Assustado o pretenso comprador afastou-se rapidamente e saiu em busca de outra casa que não fosse assombrada. Isso se repetiu com outras pessoas interessadas na compra, que sempre desistiam da aquisição.

   Anos se passaram e Cacilda foi libertada por bom comportamento, foi um alívio para sua mãe que vivia muito só, tinha ajuda de uma senhora que vinha de vez em quando para as tarefas domésticas. Foi a oportunidade de ir até o porão, pois ouvira falar que Gerson em espírito queria vê-la e que não a culpava pelo ocorrido. Desceu a escada e viu um ambiente bem diferente do que deixara, bem limpo e arrumado, lamentou ela mesma não ter feito isso. Súbito ouviu um suspiro e em seguida a voz dele que dizia:

- Enfim você veio. Sei que não é a culpada pela minha morte, foi um acidente. Aquela maldita barra de ferro caiu sobre mim quando tentei me esconder para surpreendê-la.

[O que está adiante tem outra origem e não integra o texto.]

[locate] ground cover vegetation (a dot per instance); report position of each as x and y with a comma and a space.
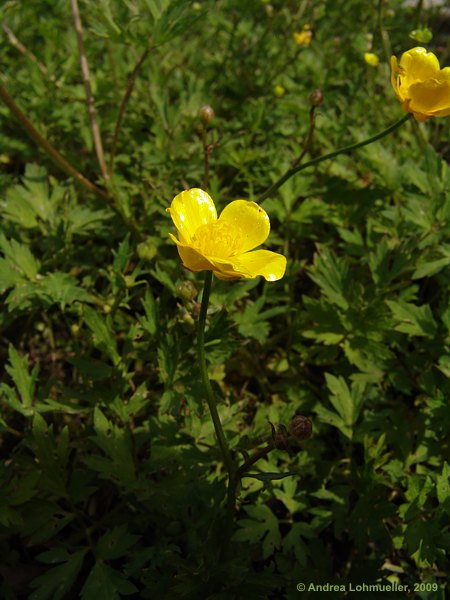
113, 479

Cacilda caiu em prantos, além de assustar-se com a "visita" do namorado. Quiz gritar mas a voz não saiu, tinha vontade de sorrir, mas de nada adiantaria, na verdade ele não estava alí, apenas seu espírito lhe falava. Sentiu um grande desgosto por ter brigado com ele por coisas bobas, sentiu-se culpada de certa forma pela sua morte, sentiu horror de si própria. Uma imagem surgiu na sua frente, era ele, Gerson, que correu para abraçá-la. Mas esse abraço físico não poderia se concretizar e ao correr ao seu encontro tropeçou e caiu. Bateu com a cabeça numa quina pontiaguda e viu o sangue jorrar em abundância.

    Novamente a força policial alí adentrou para remover o cadáver da moça a pedido da mãe que ouvira os gritos. Com o passar dos dias as investigações concluíram que a morte do rapaz fora acidental, mas ela não mais alí estava para ser beneficiada pela justiça.